Vediamo cosa risulta essere possibile fare se l’impianto è centralizzato. Alcuni consigli sopra riportati restano validi, come quello di evitare di coprire il termosifone con mobili o tende davanti, che limitano la circolazione del calore e sprecano energia. Inoltre, prima di accenderli, ogni giorno dovreste spurgare l’aria, perché ciò rende l’impianto più efficiente.

Ci sono altri aspetti importanti che dovreste tenere in considerazione. Il primo è quello di ricorrere all’installazione dei pannelli solari. L’operazione non è sempre possibile, come nei casi di condomini, mentre lo è per le abitazioni singole o nel caso in cui risultaste i proprietari della terrazza condominiale e otteneste l’autorizzazione all’impianto da parte della maggioranza degli altri condomini. Oltre tutto, tali investimenti sono stati incentivati negli anni recenti dallo stato con detrazioni fiscali molto generose.. Serve una certa superficie, perché dovete tenere presente che mediamente un pannello di un metro quadrato riesce a riscaldare fino a 10 metri quadrati di un locale, per cui se possedete un’abitazione di 100 metri quadrati vi serviranno almeno 10 pannelli da un metro quadrato ciascuno.

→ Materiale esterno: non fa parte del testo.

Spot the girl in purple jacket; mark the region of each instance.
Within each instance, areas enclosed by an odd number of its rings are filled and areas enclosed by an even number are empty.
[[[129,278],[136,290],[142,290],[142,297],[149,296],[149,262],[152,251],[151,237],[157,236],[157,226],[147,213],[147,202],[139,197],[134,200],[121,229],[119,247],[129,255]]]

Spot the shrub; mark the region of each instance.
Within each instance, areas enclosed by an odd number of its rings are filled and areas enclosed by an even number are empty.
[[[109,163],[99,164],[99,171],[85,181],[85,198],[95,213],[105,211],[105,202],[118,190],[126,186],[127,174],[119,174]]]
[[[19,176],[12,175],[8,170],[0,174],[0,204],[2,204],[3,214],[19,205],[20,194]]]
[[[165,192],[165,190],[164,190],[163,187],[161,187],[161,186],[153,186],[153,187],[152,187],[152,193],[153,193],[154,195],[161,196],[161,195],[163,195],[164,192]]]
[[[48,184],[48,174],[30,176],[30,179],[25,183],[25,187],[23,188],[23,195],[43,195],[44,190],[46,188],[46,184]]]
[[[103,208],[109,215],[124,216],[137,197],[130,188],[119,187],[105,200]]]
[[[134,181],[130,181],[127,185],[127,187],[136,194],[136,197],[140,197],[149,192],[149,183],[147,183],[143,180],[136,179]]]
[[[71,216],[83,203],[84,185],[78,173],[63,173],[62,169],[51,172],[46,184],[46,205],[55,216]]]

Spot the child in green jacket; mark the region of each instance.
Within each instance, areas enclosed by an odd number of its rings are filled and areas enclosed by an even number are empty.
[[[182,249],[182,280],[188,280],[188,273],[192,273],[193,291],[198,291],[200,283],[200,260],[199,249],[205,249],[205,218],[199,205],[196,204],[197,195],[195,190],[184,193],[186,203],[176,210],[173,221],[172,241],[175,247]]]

Un altro problema che si pone nella maggioranza delle case degli italiani sono gli spifferi. Parliamo dell’ingresso di aria dall’esterno, tramite le fessure impercettibili presenti alle finestre. Il consiglio in questi casi è di sostituire tali finestre con altre in vetro a doppia parete. Il punto è che il costo di questo acquisto potrebbe essere abbastanza elevato per le tasche ordinarie, anche se ne vale la pena, perché isolano l’ambiente e non consente in inverno l’ingresso di aria fredda dall’esterno.

In generale, le spese per il riscaldamento possono essere abbattute con un comportamento responsabile, evitando di eccedere o di sprecare energia con azioni spesso involontarie, ma che impattano negativamente sulla bolletta. Di certo c’è che l’utilizzo dei condizionatori per riscaldare grossi ambienti risulta molto costoso per le tasche, anche perché a differenza di una caldaia, necessitano di un’accensione quasi costante nell’arco della giornata.

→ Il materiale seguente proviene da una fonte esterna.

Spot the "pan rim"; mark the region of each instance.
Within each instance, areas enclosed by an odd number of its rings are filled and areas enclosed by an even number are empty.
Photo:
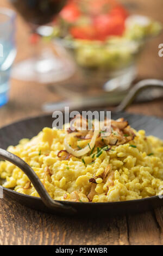
[[[103,108],[104,109],[105,109],[104,108]],[[81,111],[81,109],[77,109],[79,111]],[[62,112],[64,113],[64,111],[62,111]],[[114,114],[117,114],[118,112],[114,112],[114,111],[111,111],[111,113],[114,113]],[[155,117],[154,115],[144,115],[144,114],[139,114],[139,113],[128,113],[127,112],[126,112],[126,111],[122,111],[121,112],[119,112],[119,113],[121,113],[122,114],[123,114],[123,113],[127,113],[128,114],[130,114],[130,115],[131,115],[133,116],[139,116],[139,117],[148,117],[149,118],[154,118],[155,119],[156,119],[157,120],[160,120],[161,121],[163,121],[163,118],[159,118],[159,117]],[[1,129],[5,129],[6,127],[9,127],[9,126],[11,126],[11,125],[17,125],[20,123],[23,123],[24,121],[29,121],[30,120],[33,120],[33,119],[36,119],[36,118],[46,118],[46,117],[51,117],[52,118],[52,114],[50,114],[50,113],[47,113],[47,114],[40,114],[40,115],[36,115],[35,116],[33,116],[33,117],[28,117],[28,118],[23,118],[23,119],[20,119],[17,121],[14,121],[13,123],[9,123],[6,125],[4,125],[3,126],[2,126],[0,127],[0,132],[1,132]],[[35,197],[35,196],[30,196],[30,195],[27,195],[27,194],[23,194],[23,193],[19,193],[19,192],[17,192],[17,191],[15,191],[14,190],[12,190],[10,188],[6,188],[6,187],[3,187],[2,186],[0,185],[0,188],[1,189],[3,189],[3,190],[5,191],[8,191],[10,193],[14,193],[15,194],[16,194],[18,196],[21,196],[21,197],[24,197],[24,198],[30,198],[30,199],[34,199],[34,200],[37,200],[38,202],[40,201],[40,202],[42,202],[42,200],[41,199],[41,198],[40,197]],[[125,204],[126,203],[140,203],[140,202],[144,202],[144,201],[150,201],[150,200],[154,200],[154,199],[160,199],[159,197],[159,196],[152,196],[152,197],[147,197],[147,198],[141,198],[141,199],[133,199],[133,200],[126,200],[126,201],[116,201],[116,202],[70,202],[70,201],[61,201],[61,200],[56,200],[55,201],[56,202],[59,202],[59,203],[62,203],[62,204],[72,204],[72,205],[79,205],[80,204],[80,205],[107,205],[107,204],[109,204],[110,205],[116,205],[117,204],[117,203],[118,204],[121,204],[121,205],[123,205],[123,204]]]
[[[18,192],[17,191],[15,191],[15,190],[12,190],[10,188],[8,188],[7,187],[4,187],[0,185],[0,188],[3,189],[3,190],[8,191],[10,193],[12,193],[14,194],[16,194],[19,196],[22,197],[26,197],[28,198],[30,198],[34,200],[37,200],[38,201],[42,201],[41,198],[40,197],[35,197],[34,196],[30,196],[28,194],[23,194],[22,193]],[[147,200],[154,200],[154,199],[160,199],[161,200],[161,198],[159,198],[159,196],[154,196],[152,197],[146,197],[145,198],[141,198],[140,199],[133,199],[133,200],[128,200],[126,201],[115,201],[115,202],[71,202],[71,201],[61,201],[61,200],[55,200],[55,201],[58,202],[59,203],[63,203],[63,204],[73,204],[73,205],[76,205],[76,204],[84,204],[84,205],[103,205],[104,204],[105,205],[106,204],[111,204],[111,205],[115,205],[118,203],[119,204],[125,204],[127,203],[139,203],[140,202],[144,202],[144,201],[147,201]]]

Per concludere, ricordiamo poi che l’accensione del riscaldamento è regolamentata dalla legge, che prevede periodi precisi, in base alla posizione geografica. Per dettagli è possibile vedere questa guida sull’accensione del riscaldamento su Consumatoreinformato.net.

Seguendo i consigli proposti in questa guida è possibile risparmiare sul riscaldamento in modo semplice.